Db_Compare

NOTE: only works on Mac or Linux OS

Db_Compare Compares the databases Reactome, KEGG, HPRD, WikiPathways and PhosphoSitePlus on their coverage of phospho/proteomic data.

Requirements

The following conda command will create an environment called DbCompareConda with all dependencies installed

conda create --name DbCompareConda \
  --channel conda-forge \
  --channel bioconda \
  python=3 \
  pandas \
  requests \
  urllib3 \
  tqdm \
  r=3.6 \
  r-upsetr \
  r-sna \
  r-plotrix \
  r-ggplot2 \
  bioconductor-clusterprofiler \
  bioconductor-org.hs.eg.db \
  pandoc \
  openjdk=8

Usage

To run Db_Compare follow these steps:

Clone this repo (as below) or create a new directory and place the provided scripts, files and folders inside.

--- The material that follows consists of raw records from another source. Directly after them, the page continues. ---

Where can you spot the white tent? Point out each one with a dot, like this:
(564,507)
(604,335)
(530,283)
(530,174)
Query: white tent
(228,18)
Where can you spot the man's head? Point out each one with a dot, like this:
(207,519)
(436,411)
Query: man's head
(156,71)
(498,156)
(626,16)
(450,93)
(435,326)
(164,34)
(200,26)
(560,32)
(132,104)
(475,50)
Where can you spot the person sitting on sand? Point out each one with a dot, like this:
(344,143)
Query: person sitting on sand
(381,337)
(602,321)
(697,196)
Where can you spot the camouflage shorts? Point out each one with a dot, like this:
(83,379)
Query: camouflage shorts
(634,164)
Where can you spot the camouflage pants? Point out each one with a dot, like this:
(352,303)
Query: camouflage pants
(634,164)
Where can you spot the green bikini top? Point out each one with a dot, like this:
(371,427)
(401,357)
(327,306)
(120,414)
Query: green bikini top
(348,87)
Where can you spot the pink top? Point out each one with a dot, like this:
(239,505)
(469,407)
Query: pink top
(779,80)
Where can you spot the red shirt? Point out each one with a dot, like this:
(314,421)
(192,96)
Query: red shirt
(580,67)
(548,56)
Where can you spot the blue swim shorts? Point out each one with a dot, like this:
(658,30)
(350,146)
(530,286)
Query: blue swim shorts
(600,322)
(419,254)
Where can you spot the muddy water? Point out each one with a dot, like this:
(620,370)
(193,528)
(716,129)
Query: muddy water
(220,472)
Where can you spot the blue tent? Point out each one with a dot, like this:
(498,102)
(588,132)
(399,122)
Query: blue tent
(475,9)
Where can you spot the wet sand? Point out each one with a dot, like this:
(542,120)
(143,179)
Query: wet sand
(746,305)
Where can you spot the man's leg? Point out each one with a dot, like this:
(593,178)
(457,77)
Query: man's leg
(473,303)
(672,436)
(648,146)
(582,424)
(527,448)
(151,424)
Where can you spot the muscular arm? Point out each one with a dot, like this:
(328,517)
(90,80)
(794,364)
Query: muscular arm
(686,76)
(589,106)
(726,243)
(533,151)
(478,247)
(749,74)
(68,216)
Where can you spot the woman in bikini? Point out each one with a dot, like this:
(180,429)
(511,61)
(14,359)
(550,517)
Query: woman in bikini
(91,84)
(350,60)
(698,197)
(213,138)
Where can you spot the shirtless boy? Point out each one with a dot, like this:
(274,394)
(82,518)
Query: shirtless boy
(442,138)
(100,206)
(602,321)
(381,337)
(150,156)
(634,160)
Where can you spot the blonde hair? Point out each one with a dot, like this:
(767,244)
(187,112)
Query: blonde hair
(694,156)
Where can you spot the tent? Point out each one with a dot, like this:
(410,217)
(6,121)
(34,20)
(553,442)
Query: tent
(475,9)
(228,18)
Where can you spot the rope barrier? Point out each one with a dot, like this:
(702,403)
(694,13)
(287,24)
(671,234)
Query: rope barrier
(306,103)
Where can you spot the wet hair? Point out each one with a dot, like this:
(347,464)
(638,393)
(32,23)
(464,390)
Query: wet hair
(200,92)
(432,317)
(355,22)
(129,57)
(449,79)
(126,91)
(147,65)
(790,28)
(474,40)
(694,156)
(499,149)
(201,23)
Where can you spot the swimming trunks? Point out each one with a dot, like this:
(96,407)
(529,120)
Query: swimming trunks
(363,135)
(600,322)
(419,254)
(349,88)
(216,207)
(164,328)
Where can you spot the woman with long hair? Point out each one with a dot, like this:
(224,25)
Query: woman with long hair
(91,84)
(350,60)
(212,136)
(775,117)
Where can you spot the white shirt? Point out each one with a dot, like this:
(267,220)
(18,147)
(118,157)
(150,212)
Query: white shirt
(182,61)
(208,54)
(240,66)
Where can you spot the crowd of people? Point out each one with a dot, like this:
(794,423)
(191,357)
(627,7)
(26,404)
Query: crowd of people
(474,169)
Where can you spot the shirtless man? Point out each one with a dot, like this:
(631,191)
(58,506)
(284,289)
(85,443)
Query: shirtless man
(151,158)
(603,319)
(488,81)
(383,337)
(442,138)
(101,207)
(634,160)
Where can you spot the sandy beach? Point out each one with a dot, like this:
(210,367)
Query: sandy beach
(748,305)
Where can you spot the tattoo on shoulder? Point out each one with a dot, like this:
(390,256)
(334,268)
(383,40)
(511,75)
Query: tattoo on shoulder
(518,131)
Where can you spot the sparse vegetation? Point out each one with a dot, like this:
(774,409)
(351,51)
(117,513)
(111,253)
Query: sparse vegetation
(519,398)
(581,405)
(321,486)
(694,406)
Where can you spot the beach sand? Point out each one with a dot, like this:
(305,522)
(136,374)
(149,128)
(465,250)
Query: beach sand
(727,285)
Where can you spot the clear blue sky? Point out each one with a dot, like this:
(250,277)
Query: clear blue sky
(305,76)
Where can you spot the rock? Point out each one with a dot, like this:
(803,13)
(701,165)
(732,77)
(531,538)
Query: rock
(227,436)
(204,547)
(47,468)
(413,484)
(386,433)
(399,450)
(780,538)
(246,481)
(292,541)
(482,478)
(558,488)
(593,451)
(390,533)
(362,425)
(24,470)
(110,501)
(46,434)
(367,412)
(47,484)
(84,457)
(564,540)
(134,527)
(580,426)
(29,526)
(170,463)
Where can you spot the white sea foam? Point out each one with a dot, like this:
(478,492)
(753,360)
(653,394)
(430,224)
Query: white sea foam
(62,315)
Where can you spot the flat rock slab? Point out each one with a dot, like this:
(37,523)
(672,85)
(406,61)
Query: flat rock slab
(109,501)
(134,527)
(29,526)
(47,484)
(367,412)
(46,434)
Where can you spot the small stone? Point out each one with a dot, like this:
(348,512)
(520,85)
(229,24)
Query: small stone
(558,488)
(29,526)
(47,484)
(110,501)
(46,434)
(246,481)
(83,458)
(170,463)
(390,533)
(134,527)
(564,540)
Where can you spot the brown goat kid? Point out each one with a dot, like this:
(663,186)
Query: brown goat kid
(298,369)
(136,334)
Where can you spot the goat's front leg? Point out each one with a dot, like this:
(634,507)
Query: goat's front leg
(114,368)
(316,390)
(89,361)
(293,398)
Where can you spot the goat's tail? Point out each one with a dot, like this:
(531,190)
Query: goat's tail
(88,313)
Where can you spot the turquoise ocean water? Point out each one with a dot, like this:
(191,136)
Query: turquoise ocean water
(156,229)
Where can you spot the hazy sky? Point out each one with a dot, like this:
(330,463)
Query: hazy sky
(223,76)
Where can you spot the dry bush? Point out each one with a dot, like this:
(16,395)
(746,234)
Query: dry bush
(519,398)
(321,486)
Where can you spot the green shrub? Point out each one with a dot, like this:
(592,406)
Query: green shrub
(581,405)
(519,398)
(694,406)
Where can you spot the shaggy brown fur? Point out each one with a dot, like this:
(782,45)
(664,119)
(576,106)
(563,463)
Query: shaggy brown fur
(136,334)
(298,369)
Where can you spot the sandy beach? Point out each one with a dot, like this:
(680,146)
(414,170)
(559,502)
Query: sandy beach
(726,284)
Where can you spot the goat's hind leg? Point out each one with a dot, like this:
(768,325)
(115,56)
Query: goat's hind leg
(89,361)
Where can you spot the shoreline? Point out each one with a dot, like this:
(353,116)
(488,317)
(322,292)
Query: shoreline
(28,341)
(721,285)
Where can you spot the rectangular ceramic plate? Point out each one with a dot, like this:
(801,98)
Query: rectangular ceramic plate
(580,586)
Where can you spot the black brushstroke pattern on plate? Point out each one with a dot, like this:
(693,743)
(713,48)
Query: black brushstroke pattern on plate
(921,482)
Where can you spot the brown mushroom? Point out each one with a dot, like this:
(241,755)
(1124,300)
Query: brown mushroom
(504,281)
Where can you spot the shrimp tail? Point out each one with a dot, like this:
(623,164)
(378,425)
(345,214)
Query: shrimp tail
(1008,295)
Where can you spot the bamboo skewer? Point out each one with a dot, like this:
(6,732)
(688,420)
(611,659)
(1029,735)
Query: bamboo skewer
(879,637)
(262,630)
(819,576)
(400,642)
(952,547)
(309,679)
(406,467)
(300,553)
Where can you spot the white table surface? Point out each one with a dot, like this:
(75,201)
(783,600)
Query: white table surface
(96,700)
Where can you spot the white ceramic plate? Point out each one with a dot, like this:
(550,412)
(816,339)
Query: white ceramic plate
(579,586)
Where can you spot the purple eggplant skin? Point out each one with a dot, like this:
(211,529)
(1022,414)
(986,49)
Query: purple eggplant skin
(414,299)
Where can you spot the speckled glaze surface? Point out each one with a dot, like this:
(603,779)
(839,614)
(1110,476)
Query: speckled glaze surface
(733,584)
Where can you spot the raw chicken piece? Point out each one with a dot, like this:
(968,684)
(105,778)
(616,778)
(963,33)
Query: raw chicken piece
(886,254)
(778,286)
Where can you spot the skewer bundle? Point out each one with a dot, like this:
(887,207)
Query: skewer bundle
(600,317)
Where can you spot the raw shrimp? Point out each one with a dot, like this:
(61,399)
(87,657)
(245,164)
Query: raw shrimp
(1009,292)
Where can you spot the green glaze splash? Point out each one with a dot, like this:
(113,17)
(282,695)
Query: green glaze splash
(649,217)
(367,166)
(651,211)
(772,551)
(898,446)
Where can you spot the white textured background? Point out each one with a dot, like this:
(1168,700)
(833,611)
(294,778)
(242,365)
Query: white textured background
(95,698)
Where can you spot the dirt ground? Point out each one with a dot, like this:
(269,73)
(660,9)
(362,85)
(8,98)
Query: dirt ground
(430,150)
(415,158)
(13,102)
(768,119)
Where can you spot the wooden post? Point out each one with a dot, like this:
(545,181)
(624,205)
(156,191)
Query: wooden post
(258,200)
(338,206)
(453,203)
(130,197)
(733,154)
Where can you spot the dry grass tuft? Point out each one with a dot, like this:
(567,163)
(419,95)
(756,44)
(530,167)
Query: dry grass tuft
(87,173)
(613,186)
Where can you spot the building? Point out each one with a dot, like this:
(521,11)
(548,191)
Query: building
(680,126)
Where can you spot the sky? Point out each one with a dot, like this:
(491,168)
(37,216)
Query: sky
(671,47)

git clone https://github.com/HannahHuckstep/Db_Compare.git

[OPTIONAL] download the most current version of databases into Db_Compare/. By default Db_Compare will use the database file in refDatabaseFiles.zip and sigDatabaseFiles.zip. See the bullet points further down the page for names and locations of databases.
Then run the bash script after navigating to the Db_Compare/ directory.

conda activate DbCompareConda
cd Db_Compare/
bash dbCompareScript.bash

Once the analysis has completed open dbCompareNotebook.html to view the resulting plots. The consistency analysis results can be found in each's database directory (For Reactome, PhosphoSitePlus, HPRD, and qPhos)

Databases for step 2

Download the following files and place in the directory created in step 1.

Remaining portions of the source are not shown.